Florida Payment Stablecoin Issuer Regime is a state-level United States profile for CS/CS/HB 175, titled Payment Stablecoin. The bill would create a Florida framework for qualified payment stablecoin issuers under the Florida Money Services Business code and for trust companies seeking approval from the Office of Financial Regulation. As of June 4, 2026, official Florida legislative records still show HB 175 as ordered enrolled on March 5, 2026, with no chapter number identified. The profile therefore treats the measure as passed and enrolled, but not yet in force.
How the Florida stablecoin issuer regime fits the GENIUS Act
HB 175 is designed to align Florida law with the federal Guiding and Establishing National Innovation for U.S. Stablecoins Act, or GENIUS Act. The bill defines a payment stablecoin as a digital asset designed for payment or settlement where the issuer is obligated to redeem it for a fixed amount of monetary value or creates a reasonable expectation of stable value. It excludes national currency, bank deposits, and securities from that definition.
The Florida framework would create a new Part V of chapter 560, Florida Statutes, titled “Payment Stablecoin Issuers.” It would also create s. 658.997 for trust companies seeking approval to engage in qualified payment stablecoin issuer activity. The state regime is intended to support certification to the federal Stablecoin Certification Review Committee that Florida’s framework is substantially similar to the GENIUS Act.
Licensing and approval pathways
Beginning October 1, 2026, if the bill becomes law, a person generally could not engage in qualified payment stablecoin issuer activity in Florida unless licensed as a money services business or exempt from licensure. A trust company would need a certificate of approval from OFR unless an exemption applies. Exempt categories include federally qualified payment stablecoin issuers and out-of-state state-qualified issuers for which Florida is a host state, subject to written notice requirements.
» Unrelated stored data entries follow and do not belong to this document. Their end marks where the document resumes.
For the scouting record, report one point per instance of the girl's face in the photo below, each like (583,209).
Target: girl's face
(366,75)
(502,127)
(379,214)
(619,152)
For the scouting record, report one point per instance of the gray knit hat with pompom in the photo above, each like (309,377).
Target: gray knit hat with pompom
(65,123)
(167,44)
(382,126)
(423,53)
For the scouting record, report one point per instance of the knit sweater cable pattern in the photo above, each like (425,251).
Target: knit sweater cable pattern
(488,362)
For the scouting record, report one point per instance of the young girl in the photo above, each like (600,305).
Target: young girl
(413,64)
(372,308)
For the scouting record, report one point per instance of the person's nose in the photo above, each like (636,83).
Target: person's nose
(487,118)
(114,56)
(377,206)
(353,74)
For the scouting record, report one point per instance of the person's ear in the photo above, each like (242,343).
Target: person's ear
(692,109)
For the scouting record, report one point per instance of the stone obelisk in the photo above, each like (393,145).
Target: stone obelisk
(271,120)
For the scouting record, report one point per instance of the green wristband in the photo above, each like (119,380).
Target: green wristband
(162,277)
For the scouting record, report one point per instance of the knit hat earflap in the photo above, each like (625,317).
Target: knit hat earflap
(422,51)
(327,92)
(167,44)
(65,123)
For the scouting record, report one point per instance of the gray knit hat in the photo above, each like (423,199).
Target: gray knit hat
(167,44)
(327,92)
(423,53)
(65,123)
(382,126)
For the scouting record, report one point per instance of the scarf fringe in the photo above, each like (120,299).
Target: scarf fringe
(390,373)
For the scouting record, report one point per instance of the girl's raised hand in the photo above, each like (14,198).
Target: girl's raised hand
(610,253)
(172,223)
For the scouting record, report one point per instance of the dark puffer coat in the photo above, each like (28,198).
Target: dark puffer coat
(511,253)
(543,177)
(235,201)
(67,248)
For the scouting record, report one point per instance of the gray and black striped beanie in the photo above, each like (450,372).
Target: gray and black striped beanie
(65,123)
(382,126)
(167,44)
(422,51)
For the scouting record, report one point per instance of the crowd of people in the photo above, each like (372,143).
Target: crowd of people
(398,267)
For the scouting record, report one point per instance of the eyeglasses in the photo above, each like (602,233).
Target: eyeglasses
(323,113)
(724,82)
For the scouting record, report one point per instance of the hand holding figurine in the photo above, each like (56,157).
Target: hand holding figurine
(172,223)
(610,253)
The bill would leave certain activities outside the new part, including direct transfers between individuals without an intermediary, certain same-provider transfers between an individual’s U.S. and foreign accounts, and self-custody transactions through software or hardware wallets. It would also provide that a payment stablecoin meeting the bill’s requirements is not a security under Florida chapter 517.
Reserves, disclosures, and activity limits
- Activity scope: Licensed issuers could issue and redeem payment stablecoins, manage related reserves, provide reserve custody services, and conduct directly supporting activities.
- Reserve backing: Issuers would need identifiable reserves backing outstanding payment stablecoins at least one-to-one, using specified liquid assets such as U.S. currency, insured deposits or shares, short-term Treasuries, certain repo arrangements, government money market funds, and approved federal assets.
- Redemption and disclosure: Issuers would need public redemption policies, plain-language fee disclosures, monthly reserve composition publication, monthly reserve examinations, and officer certifications.
- Conduct limits: The bill restricts tying arrangements, deceptive government-related names, misleading legal-tender marketing, and interest or yield payments where prohibited under federal law.
AML, supervision, and federal transition
HB 175 would update Florida money-laundering and financial-institution provisions to include payment stablecoins. Qualified issuers would have to comply with federal AML, sanctions, customer-identification, and due-diligence requirements and submit certifications to OFR after approval and annually. The bill also creates a transition mechanism for issuers that reach $10 billion in consolidated total outstanding payment stablecoin issuance, requiring transition to federal joint oversight or a pause on new issuance unless a federal waiver applies.
Status and timeline
| Date | Event | Status |
|---|---|---|
| October 15, 2025 | HB 175 filed in the Florida House. | Introduced |
| March 3, 2026 | Florida House passed CS/CS/HB 175 by 102-2. | Passed |
| March 5, 2026 | Florida Senate substituted HB 175 for SB 314 and passed it by 37-0. | Passed |
| March 5, 2026 | HB 175 was ordered enrolled. | Enrolled |
| October 1, 2026 | Most issuer licensing, approval, prudential, and activity-limit provisions would become effective if the bill becomes law. | Future / conditional |
Editors should classify this profile as a Florida state bill/regime profile, not as an enacted Florida statute, unless the official record later shows governor approval, chaptering, or another final disposition.